RFR: 8361099: Shenandoah: Improve heap lock contention by using CAS for memory allocation
Kelvin Nilsen
kdnilsen at openjdk.org
Mon Sep 22 08:46:40 UTC 2025
On Mon, 7 Jul 2025 19:56:30 GMT, Xiaolong Peng <xpeng at openjdk.org> wrote:
> Shenandoah always allocates memory with heap lock, we have observed heavy heap lock contention on memory allocation path in performance analysis of some service in which we tried to adopt Shenandoah.

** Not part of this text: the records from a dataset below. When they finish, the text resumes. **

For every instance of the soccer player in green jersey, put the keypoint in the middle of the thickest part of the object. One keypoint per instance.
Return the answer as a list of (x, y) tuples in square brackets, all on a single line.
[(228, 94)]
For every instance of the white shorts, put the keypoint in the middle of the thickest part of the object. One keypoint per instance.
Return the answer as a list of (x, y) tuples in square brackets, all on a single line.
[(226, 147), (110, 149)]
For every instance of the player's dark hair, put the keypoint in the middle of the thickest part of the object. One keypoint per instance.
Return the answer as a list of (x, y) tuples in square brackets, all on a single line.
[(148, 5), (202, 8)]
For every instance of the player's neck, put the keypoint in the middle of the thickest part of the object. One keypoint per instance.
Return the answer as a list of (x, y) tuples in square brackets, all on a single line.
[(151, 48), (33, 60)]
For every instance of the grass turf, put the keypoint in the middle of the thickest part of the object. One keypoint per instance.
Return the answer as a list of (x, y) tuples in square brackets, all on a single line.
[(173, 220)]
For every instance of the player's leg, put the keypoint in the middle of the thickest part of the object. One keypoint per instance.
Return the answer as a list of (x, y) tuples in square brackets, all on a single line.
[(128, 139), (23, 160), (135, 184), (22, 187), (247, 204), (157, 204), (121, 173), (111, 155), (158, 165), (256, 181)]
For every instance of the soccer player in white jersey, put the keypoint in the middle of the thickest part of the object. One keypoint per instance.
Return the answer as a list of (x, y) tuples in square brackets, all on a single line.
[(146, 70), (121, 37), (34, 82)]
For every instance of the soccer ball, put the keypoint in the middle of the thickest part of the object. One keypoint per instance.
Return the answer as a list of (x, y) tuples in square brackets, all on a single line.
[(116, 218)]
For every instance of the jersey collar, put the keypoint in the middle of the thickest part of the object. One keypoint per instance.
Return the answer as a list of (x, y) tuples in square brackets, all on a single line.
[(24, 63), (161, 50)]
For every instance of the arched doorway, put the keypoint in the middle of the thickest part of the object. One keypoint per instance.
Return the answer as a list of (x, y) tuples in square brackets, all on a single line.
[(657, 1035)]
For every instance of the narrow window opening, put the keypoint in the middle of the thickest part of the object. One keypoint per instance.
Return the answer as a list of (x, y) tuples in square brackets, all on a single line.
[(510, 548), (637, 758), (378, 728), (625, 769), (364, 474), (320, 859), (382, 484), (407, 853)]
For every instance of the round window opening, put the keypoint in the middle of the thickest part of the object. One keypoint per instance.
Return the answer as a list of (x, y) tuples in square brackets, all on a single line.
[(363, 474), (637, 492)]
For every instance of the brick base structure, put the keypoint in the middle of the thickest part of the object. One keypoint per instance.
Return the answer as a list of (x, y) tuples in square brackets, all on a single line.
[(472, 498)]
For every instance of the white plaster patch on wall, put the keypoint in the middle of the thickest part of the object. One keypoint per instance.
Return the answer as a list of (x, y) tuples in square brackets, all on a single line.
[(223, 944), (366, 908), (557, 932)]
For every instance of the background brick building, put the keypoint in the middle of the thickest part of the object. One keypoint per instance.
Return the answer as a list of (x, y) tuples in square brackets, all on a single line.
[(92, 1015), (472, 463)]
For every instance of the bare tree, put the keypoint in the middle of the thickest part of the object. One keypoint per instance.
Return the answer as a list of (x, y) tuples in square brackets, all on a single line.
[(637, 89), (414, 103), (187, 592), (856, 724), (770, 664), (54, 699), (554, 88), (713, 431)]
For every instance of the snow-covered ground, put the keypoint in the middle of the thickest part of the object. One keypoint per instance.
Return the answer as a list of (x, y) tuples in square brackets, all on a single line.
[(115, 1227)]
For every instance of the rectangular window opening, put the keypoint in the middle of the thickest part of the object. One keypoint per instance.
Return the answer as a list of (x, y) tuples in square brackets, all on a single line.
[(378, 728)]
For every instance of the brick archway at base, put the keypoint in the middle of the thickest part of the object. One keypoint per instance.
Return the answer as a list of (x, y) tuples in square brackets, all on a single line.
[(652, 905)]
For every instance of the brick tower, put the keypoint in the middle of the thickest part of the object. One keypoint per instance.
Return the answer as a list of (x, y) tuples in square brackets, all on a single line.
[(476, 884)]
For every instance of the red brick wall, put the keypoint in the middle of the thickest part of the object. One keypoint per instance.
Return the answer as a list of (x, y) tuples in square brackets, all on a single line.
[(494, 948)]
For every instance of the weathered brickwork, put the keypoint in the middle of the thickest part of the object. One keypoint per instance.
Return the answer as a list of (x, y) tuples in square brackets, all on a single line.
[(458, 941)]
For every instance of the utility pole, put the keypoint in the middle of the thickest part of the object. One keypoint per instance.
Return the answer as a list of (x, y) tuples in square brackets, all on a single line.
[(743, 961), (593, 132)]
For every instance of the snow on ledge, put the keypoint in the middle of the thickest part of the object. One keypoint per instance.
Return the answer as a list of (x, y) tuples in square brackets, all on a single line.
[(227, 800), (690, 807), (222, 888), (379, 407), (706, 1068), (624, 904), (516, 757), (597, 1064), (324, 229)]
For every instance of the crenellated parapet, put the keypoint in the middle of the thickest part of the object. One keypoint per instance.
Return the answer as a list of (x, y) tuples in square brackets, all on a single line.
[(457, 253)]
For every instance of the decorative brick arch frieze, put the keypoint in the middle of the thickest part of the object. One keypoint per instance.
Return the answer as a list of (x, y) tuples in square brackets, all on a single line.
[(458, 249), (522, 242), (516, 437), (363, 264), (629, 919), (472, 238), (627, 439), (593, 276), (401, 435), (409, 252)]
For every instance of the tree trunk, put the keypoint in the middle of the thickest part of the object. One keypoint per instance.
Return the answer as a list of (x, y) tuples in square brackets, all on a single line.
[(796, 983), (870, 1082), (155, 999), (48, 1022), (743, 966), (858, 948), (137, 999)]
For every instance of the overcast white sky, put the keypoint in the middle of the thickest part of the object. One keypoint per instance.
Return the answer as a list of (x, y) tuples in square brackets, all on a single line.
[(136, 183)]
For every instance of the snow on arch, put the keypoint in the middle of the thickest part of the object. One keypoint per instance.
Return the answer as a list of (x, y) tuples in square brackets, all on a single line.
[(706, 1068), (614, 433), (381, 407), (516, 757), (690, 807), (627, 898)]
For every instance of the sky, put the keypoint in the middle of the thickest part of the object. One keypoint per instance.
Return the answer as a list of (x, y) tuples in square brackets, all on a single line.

This change is to propose an optimization for the code path of mutator memory allocation to improve heap lock contention, at vey high level, here is how it works:
> * ShenandoahFreeSet holds a N (default to 13) number of ShenandoahHeapRegion* which are used by mutator threads for regular object allocations, they are called shared regions/directly allocatable regions, which are stored in PaddedEnd data structure(padded array).
> * Each mutator thread will be assigned one of the directly allocatable regions, the thread will try to allocate in the directly allocatable region with CAS atomic operation, if fails will try 2 more consecutive directly allocatable regions in the array storing directly allocatable region.
> * If mutator thread fails after trying 3 directly allocatable regions, it will:
> * Take heap lock
> * Try to retire the directly allocatable regions which are ready to retire.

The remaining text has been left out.